I’m currently studying model optimization methods and trying out pruning right now. I’ve chosen CRNN for my experiments because it has different types of layers following each other.
Net architecture, if this helps
I prune layers by iteratively selecting channel indices with the least L1 norm:
- Calculate the L1 norm channel-wise.
- Select n% least L1 norm channel indices.
- Modify the current layer’s weights by removing OUT channels with indices from step 2.
- Modify the next layer’s weights by removing IN channels with indices from step 2.
- Loop over every layer.
This scheme works correctly with the convolutional part of the net, though when I apply it to the whole net, it starts to produce nans. My assumption here is that something is wrong with my LSTM weights processing (nans occur right after the LSTM).
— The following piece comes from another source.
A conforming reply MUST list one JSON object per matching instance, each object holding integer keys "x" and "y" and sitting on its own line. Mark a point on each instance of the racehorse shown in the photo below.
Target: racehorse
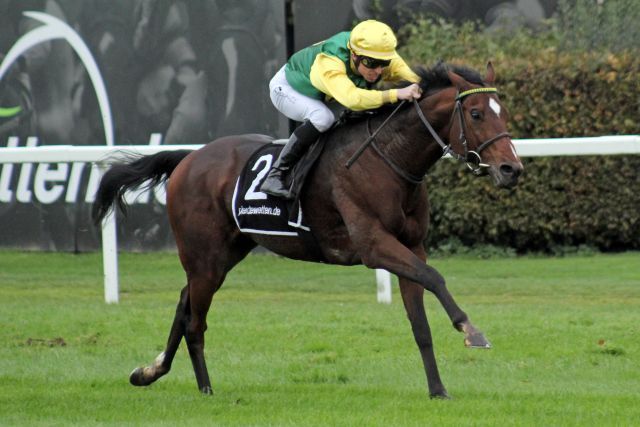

However, I’m able to correctly prune the first LSTM layer’s IN channels (so there is no shape conflict).
Here’s part of my code that processes the output part of LSTM weights (output for ih and input and output for hh weights, actually).
elif isinstance(layer, nn.LSTM):
prev_layer_output_size = layer.hidden_size
for attr in dir(layer):
if attr.startswith('weight_ih'):
weight = getattr(layer, attr).view(layer.hidden_size, 4, -1)
l1 = torch.sum(torch.abs(weight), dim=(1, 2))
sorted_indices = torch.argsort(l1)[int(fraction*layer.hidden_size):]
sorted_indices = torch.sort(sorted_indices).values
bias_name = attr.replace('weight', 'bias')
setattr(layer, attr, torch.nn.Parameter(weight[sorted_indices].view(-1, weight.shape[-1])))
setattr(layer, bias_name, torch.nn.Parameter(getattr(layer, bias_name)[sorted_indices]))
for attr in dir(layer):
if attr.startswith('weight_hh'):
weight = getattr(layer, attr)[:, sorted_indices].view(layer.hidden_size, 4, -1)
l1 = torch.sum(torch.abs(weight), dim=(1, 2))
sorted_indices = torch.argsort(l1)[int(fraction*layer.hidden_size):]
sorted_indices = torch.sort(sorted_indices).values
bias_name = attr.replace('weight', 'bias')
setattr(layer, attr, torch.nn.Parameter(weight[sorted_indices].view(-1, weight.shape[-1])))
setattr(layer, bias_name, torch.nn.Parameter(getattr(layer, bias_name)[sorted_indices]))
layer.hidden_size = len(sorted_indices)
I’ve read the docs and LSTM impl, though, wasn’t able to fix the error.
Finally, some observations that might help:
- I’ve checked model weights for nans, and there weren’t any.
- The model produces nans randomly. I use torchinfo.summary(…) or my own validation function to check for nans, so there could be a lot of randomness in the data. Some torchinfo.summary(…) or validation iterations didn’t return nans for some reason.
Thanks in advance. I would really appreciate your help.